Aku dan Kacung tak pernah meladeni ledekan maupun sindiran teman yang
membanding-bandingkan antara aku dan Kacung. Ada yang iri padaku. Orang-orang
itu pernah berkata tentang posisi Kacung. Bagi mereka Kacung rugi mendapat
pasangan mantan babu. Tapi bagi kami tak ada istilah untung rugi untuk bercinta.
Komitmen telah mengikat kami. Cinta Mimi Mintuno adalah cinta yang tak
membedakan status tapi punya wawasan ke depan secara bersama.
Satu titik pandang yang bernama kebahagiaan akan kita tempuh bersama
meski harus melewati jalan yang berliku. Jurang dan ngarai sekalipun. Sang waktulah
yang selalu menguji perjalanan cinta Mimi Mintuno. Cinta aku dan Kacung.
***
Lima tahun telah berlalu sejak aku kenal dengan Mas Kacung Mintuno. Kini
aku bahagia hidup bersama Mas Kacung yang telah resmi menjadi suamiku dan Mas
Kacung yang dulu beda agama kini telah menjadi seorang mu’alaf. Dengan sabar dia
turut mengaji, ikut tahlilan di rumah tetangga dan kemana-mana selalu ada buku
suratan atau Juz Amma. Aku bahagia melihatnya.

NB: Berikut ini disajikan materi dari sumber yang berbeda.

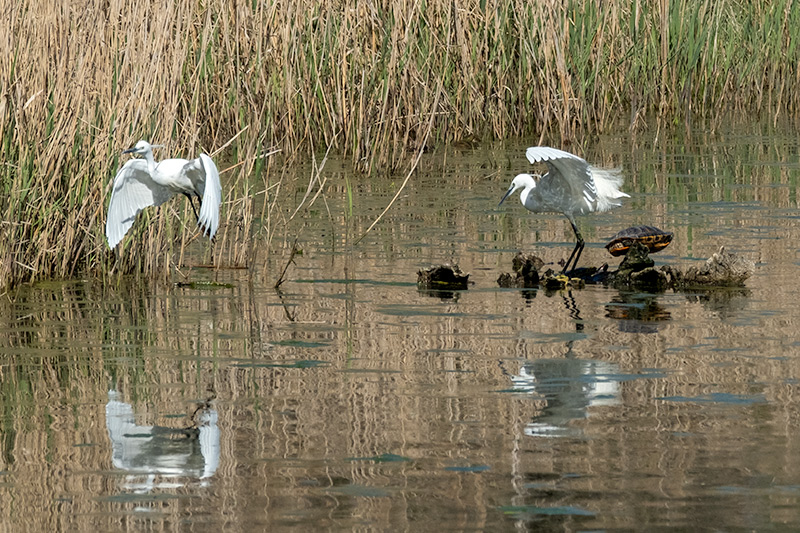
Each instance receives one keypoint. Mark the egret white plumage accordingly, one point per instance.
(142, 182)
(570, 186)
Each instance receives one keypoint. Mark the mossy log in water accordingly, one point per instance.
(722, 269)
(442, 278)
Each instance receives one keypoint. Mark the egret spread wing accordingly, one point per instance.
(568, 181)
(204, 176)
(133, 190)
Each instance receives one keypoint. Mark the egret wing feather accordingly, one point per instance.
(133, 190)
(568, 185)
(204, 176)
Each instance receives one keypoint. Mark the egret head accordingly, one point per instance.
(521, 181)
(141, 148)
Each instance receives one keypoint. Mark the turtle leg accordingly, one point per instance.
(576, 252)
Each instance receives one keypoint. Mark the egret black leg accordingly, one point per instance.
(191, 202)
(576, 252)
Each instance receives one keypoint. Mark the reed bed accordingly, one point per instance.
(375, 81)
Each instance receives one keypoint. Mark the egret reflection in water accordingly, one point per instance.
(150, 452)
(569, 387)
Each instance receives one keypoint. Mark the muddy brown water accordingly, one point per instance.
(350, 400)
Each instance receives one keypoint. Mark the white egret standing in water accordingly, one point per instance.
(142, 182)
(571, 187)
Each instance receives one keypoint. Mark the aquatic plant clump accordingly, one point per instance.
(81, 81)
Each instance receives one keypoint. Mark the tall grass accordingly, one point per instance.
(79, 81)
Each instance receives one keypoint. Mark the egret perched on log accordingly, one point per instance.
(142, 182)
(571, 187)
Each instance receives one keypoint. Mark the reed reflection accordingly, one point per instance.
(157, 456)
(637, 312)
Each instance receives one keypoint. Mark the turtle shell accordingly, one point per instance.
(655, 239)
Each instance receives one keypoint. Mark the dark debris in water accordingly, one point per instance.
(636, 272)
(442, 278)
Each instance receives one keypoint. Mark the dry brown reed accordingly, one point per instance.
(80, 81)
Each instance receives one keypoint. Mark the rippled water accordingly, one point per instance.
(350, 400)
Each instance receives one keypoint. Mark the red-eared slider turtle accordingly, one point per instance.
(655, 239)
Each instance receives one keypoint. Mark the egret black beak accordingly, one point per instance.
(506, 195)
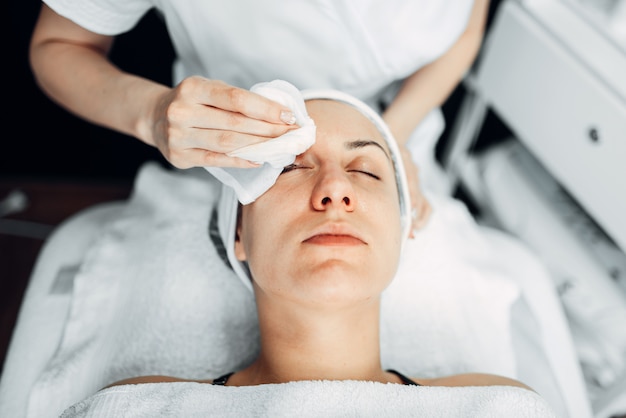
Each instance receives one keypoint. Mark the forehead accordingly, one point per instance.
(336, 119)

Aku senang dan tidak pernah tersinggung dengan sebutan mantan babu.
Terkadang dengan mantan tkw. Itulah kenyataan. Untuk apa aku harus malu. Justru
dengan aku menjadi tkw alias babu, aku menjadi aku yang sekarang. Yang pasti Aku
telah bisa mengalahkan aku. Tidak seperti dulu. Aku begitu egois. Setiap ada yang
bertanya padaku, ”Mbak, sampeyan kerja menjadi babu ya? Sampeyan jadi tkw?”
Telingaku akan merah dan mukaku bagai udang direbus saking (akibat) malu dan
tersinggung. Tapi itu dulu sebelum Aku terkalahkan oleh aku.

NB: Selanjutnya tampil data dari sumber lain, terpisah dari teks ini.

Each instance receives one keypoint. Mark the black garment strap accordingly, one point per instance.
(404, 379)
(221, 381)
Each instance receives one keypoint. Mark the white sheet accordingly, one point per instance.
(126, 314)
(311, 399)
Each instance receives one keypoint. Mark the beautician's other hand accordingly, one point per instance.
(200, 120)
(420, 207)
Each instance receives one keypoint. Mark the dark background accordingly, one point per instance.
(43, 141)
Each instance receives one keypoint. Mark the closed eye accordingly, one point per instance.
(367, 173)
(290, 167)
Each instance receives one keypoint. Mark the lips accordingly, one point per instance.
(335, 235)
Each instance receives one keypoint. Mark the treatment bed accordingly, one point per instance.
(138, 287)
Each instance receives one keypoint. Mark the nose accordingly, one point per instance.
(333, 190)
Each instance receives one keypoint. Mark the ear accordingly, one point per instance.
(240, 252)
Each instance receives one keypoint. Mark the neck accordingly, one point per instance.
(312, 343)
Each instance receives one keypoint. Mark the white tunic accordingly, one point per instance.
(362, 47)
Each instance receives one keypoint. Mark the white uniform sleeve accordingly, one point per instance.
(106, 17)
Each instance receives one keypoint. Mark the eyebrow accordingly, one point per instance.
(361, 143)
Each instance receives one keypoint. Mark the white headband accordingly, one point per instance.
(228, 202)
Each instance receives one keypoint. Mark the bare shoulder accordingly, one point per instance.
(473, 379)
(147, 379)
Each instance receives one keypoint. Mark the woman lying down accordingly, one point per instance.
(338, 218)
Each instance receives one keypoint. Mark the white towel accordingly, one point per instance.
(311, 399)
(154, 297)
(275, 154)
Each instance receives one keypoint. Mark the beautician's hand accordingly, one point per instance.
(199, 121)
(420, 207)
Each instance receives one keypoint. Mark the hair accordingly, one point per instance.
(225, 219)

Kini aku nikmati hari-hari dengan bahagia. Berkumpul dengan anak-anak dan
Mas Kacung. Suamiku selalu setia memotivasi aku dalam segala hal. Tak bosan dia
mengingatkan akan egoku di sela waktu kerjanya, baik lewat telpon maupun
berdiskusi langsung saat sedang makan bersama anak-anakku.
***
Enam tahun hampir berlalu. Namun kata-kata Mas Kacung di awal perkenalan
masih terngiang di telingaku.
“Babu juga manusia. Tapi, apa iya ya? Babu kok bisa main internet. Chatingan
dan pakai web cam lagi.”
Masih ada lagi,
“Ya enggak lah. Apapun profesi kita pada dasarnya sama saja. Yang
membedakan, bagaimana orang menyebut dan memandangnya. Bagiku tak masalah
kenal dengan siapapun. Toh di mata Tuhan kita berkedudukan sama.”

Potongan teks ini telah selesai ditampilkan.